Tandis que le personnel du cirque évacue les éléphants dans la panique, la foule hurle : "A mort l'éléphant tueur !"

Dans le public, un forgeron dégaine son revolver et fait feu à cinq reprises sans blesser l'animal. Charlie Sparks, le directeur, alors que d'autres spectateurs braquent également leurs armes en direction de Mary. "Sa peau est si épaisse que vous n'arriverez qu'à la blesser", prévient-il.

Les vengeurs, cependant, ne renoncent pas et réclament, à corps et à cris, la mort de l'animal. Le directeur du cirque, comme il l'expliquera plus tard, commence à craindre qu'on lui retire l'autorisation de produire des éléphants, ce qui compromettrait l'avenir de son cirque. Il comprend qu'il n'a pas d'autre solution que de livrer Mary et suggère qu'on la pende, comme un bandit de grand chemin. Cette dernière idée fait finalement l'unanimité.

Pendre un animal aussi imposant semble impossible, mais quelqu'un a une idée : Erwin, une ville voisine du Tennessee possède une grue qui sert à décharger les trains de charbon. L'engin, d'une centaine de tonnes, est capable de soulever Mary…

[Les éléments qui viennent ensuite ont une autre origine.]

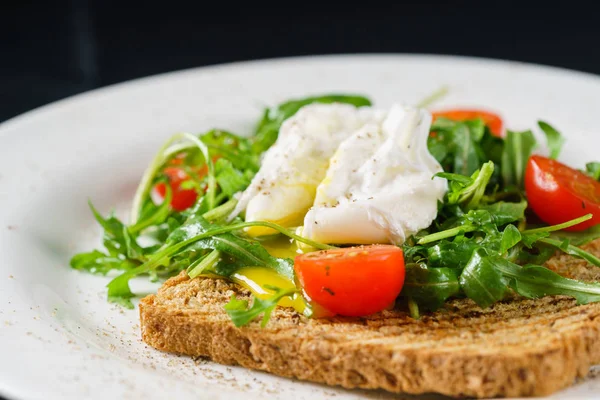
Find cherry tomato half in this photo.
[432,109,504,137]
[155,167,198,211]
[294,245,405,317]
[525,155,600,231]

Une pendaison hors du commun

Le lendemain du drame, 13 septembre 1916, le cirque Sparks se met donc en route pour Erwin. Pour rentabiliser le voyage, une représentation - dont Mary est dispensée - a lieu en début d'après-midi.

A 16 heures, sous une pluie fine, Mary et quatre autres éléphants sont conduits du côté de la gare. Mary ne se laisserait mener nulle part seule. Arrivée sur les lieux de son supplice, les dresseurs attirent leurs pachydermes en leur donnant de la nourriture tandis qu'on entraîne Mary jusqu'au au pied de la grue. Tous les spectateurs ayant payé leur entrée au spectacle, ont été invités gracieusement à la pendaison de l'éléphant. 3000 personnes, dont une majorité d'enfants, sont venues assister à la mise à mort de "Mary la meurtrière", comme on la surnomme.

 

On entrave les pattes arrière de l'animal pour l'empêcher de s'enfuir. C'est un pompier de la ville, Sam Harvey, surnommé Harvey-N'a-qu'un-œil, qui a été désigné pour faire office de bourreau. Avec l'aide d'un dresseur, il passe une autre chaîne autour du cou de Mary dont l'autre extrémité est reliée à l'énorme crochet de la grue.

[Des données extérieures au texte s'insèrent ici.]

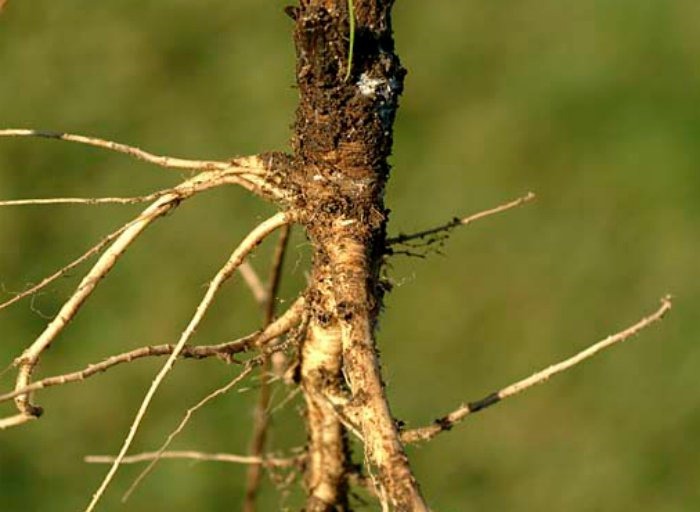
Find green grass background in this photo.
[0,0,700,512]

The Anarchist Coloring Book

 

Dans un silence de cathédrale, Harvey-N'a-qu'un-œil met le treuil en marche. La chaîne se tend puis l'éléphante est soulevée du sol… Quelques secondes plus tard, dans un sinistre bruit de craquement, la chaîne cède et Mary s'effondre sur le sol. Voyant l'éléphant tueur libre de ses chaînes, les spectateurs s'affolent et courent se mettre à l'abri. Mary, cependant, la hanche brisée, est incapable de faire le moindre mouvement. Sonnée, elle reste assise sur son postérieur. Un employé du cirque se précipite et grimpe sur son pour lui passer une chaîne plus solide autour du cou. Le treuil est remis en action et Mary est soulevée une nouvelle fois. L'animal se débat désespérément, étranglé, suffoquant, au bout de la chaîne sous les vivats de la foule.

Trente minutes plus tard, la grue redescend le corps qui s'affaisse sur le sol. Mary ne bouge plus. Elle est morte.

On a raconté que le corps de Mary avait été enterré à l'endroit où se trouve aujourd'hui le tribunal d'Erwin. C'est faux. Il aurait fallu pour cela la transporter de plus d'un kilomètre et demi du lieu de son exécution. Ce qui n'était pas envisageable. On s'est donc contenté de creuser, à l'aide d'une pelle mécanique, une fosse "grande comme une grange" selon un témoin de l'époque, tout à côté de la voie de chemin de fer, d'y faire rouler la dépouille de Mary avant de la recouvrir de terre. Aucune marque, aucune stèle, rien n'indique cependant l'endroit exact de la tombe de la condamnée à mort qui pesait cinq tonnes.